Debug MPI+CUDA Apps with CUDA-GDB
Compiling with host -g
and device debug symbols -G
is slow. Also, the launcher command would be very complex. The workaround is attaching the debugger later:
#include <unistd.h>
if (rank == 0) {
char name[255];
gethostname(name, sizeof(name));
bool attached;
printf("rank %d: pid %d on %s ready to attach\n", rank, getpid(), name);
while (!attached) { sleep(5); }
}
Launch process, sleep on particular rank:
$ srun -n 4 ./jacobi -niter 10
rank 0: pid 28920 on jwb0001.juwels ready to attac
Then attach from another terminal (may need more flags)
srun -n 1 --jobid ${JOBID} --pty bash -i
cuda-gdb --attach 28920
Wake up the sleeping process and continue debugging normally
(cuda-gdb) set var attached=true
Automatically wait for attach on exception without code changes, use option CUDA_DEVICE_WAITS_ON_EXCEPTION
:
$ CUDA_DEVICE_WAITS_ON_EXCEPTION=1 srun ./jacobi -niter 10
Single GPU jacobi relaxation: 10 iterations on 16384 x 16384 mesh with norm check every 1 iterations
jwb0129.juwels: The application encountered a device error and CUDA_DEVICE_WAITS_ON_EXCEPTION is set. You
can now attach a debugger to the application (PID 31562) for inspection.
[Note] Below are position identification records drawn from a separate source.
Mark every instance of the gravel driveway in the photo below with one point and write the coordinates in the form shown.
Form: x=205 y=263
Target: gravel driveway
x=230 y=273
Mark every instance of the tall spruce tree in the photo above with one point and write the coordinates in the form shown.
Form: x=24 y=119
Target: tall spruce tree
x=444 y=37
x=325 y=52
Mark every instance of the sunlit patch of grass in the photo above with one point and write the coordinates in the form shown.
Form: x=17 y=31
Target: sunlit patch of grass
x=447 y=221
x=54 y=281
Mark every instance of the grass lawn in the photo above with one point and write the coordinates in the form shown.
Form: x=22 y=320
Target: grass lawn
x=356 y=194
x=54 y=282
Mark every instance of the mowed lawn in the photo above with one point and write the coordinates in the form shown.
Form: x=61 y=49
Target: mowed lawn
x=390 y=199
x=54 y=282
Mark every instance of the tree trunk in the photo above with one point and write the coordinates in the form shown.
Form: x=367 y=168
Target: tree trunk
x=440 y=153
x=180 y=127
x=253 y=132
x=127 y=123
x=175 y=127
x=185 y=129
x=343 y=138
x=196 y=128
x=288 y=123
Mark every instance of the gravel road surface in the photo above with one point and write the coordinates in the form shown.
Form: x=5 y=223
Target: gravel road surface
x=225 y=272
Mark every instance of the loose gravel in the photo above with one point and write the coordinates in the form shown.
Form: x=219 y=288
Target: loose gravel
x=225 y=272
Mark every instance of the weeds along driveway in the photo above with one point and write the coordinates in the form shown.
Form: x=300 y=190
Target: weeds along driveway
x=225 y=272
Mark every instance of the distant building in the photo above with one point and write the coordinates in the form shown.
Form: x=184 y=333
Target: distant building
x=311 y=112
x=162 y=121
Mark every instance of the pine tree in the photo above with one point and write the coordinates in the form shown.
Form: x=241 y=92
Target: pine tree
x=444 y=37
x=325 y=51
Then, attach the debugger as before:
$ cuda-gdb --pid 31562
CUDA Exception: Warp Illegal Address
The exception was triggered at PC 0x508ca70 (jacobi_kernels.cu:88)
Thread 1 "jacobi" received signal CUDA_EXCEPTION_14, Warp Illegal Address.
[Switching focus to CUDA kernel 0, grid 4, block (0,0,0), thread (0,20,0), device 0, sm 0, warp 21, lane 0]
0x000000000508ca80 in jacobi_kernel<32, 32><<<(512,512,1),(32,32,1)>>> (/*...*/) at jacobi_kernels.cu:88
88 real foo = *((real*)nullptr);